One imagines (though I have not investigated in detail) that there's a degree of national prestige work going on too. The Chinese labs are trying to show that they can build better and more efficient models and are releasing open to undercut the US labs.
This is a good insight. I think everyone has seen that chart China's electricity generation going parabolic vs the US. That combined with cheaper yet equally good talent means at least in that segment, the closed labs won't catch up anytime soon
Even if we all switch to Chinese models, the west isn't going to be running the model on Chinese servers... and the majority of costs are from inference.
> cheaper yet equally good talent
China has tech talent, but this isn't a 3rd world developing nation. Chinese AI researchers are getting paid $10M+ USD/year salaries.
Also they're equally good, but somehow consistently behind?
Which closed labs won’t catch up to whom?
Not to say that frontier labs won't make progress, but the bar for a sufficiently capable agent is all the OSS models need to meet to make this happen. I imagine a lot of hybrid setups where something like Opus is used only for planning/architecture, and anecdotally, the real token consuming part is implementation not architecture.
Nuclear power anyone?
Currently the projects I am involved require devs to use approaches like Ollama, Foundry Local and co if they happen to have good enough hardware, picking the best alternatives out of https://www.canirun.ai.

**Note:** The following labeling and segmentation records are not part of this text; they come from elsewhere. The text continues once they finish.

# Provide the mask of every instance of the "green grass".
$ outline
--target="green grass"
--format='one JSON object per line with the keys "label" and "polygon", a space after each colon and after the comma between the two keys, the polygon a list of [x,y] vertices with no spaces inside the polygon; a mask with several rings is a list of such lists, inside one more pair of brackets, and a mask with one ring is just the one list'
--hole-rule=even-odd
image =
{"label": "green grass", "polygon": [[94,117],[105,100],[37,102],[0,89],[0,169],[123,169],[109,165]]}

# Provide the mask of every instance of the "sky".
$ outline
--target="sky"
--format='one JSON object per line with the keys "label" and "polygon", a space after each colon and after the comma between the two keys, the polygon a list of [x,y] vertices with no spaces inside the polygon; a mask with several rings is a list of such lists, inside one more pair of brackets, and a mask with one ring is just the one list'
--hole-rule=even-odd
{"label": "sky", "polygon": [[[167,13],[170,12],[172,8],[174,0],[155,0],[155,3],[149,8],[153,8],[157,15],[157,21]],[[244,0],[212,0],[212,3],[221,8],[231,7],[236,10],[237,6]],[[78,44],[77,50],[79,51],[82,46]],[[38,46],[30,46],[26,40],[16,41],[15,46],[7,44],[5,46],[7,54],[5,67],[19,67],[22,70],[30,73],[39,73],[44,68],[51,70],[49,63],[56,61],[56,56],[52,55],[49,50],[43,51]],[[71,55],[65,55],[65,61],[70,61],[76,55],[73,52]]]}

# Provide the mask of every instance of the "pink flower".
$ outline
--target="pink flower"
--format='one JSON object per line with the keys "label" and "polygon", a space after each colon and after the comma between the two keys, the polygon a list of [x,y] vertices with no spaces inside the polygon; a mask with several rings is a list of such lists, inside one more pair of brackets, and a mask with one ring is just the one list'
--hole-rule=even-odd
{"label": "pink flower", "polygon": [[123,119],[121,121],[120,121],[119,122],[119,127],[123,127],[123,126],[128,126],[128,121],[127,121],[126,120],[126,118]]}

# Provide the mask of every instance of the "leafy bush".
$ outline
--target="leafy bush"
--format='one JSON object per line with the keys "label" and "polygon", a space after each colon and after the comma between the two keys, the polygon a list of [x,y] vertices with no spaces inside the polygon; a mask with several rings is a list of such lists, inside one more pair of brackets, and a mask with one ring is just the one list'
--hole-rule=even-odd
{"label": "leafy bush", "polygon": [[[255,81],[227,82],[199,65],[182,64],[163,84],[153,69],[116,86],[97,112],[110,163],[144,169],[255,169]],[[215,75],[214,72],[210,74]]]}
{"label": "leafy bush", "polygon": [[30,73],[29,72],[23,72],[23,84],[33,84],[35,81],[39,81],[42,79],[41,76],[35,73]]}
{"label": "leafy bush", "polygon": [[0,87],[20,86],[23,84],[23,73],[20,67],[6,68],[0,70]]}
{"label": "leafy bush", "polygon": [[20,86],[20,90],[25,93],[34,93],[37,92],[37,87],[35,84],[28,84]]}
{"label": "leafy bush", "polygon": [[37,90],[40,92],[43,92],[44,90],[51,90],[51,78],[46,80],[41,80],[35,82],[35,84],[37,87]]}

I feel it'll wind up like the dotcom/fiber bubble. Way too much money poured into it, lots of expensive bankruptcies or write-offs, and a readjusted market sea level.
Actually, platforms that serve many customers can bring down the costs tremendously through caching, and don’t need the AI credits as much: https://safebots.ai/costs.html
Training these neural networks every few months isn’t energy-heavy?
Both Bitcoin and these large models weren’t “designed to be energy-heavy”. It was a consequence of first-gen design decisions to solve a specific problem. Then as time went on, costs went down and they became a huge outlier in terms of energy. The question is whether the bagholders (the AI companies that invested untild amounts into the initial training) will fight to keep people using their tech and fearmonger about everything else.
Neural nets on the other hand generally show more capability as you add more compute power. There's a point where it's less valuable than the cost increase, so people don't do more than that, but it isn't constant value like Bitcoin.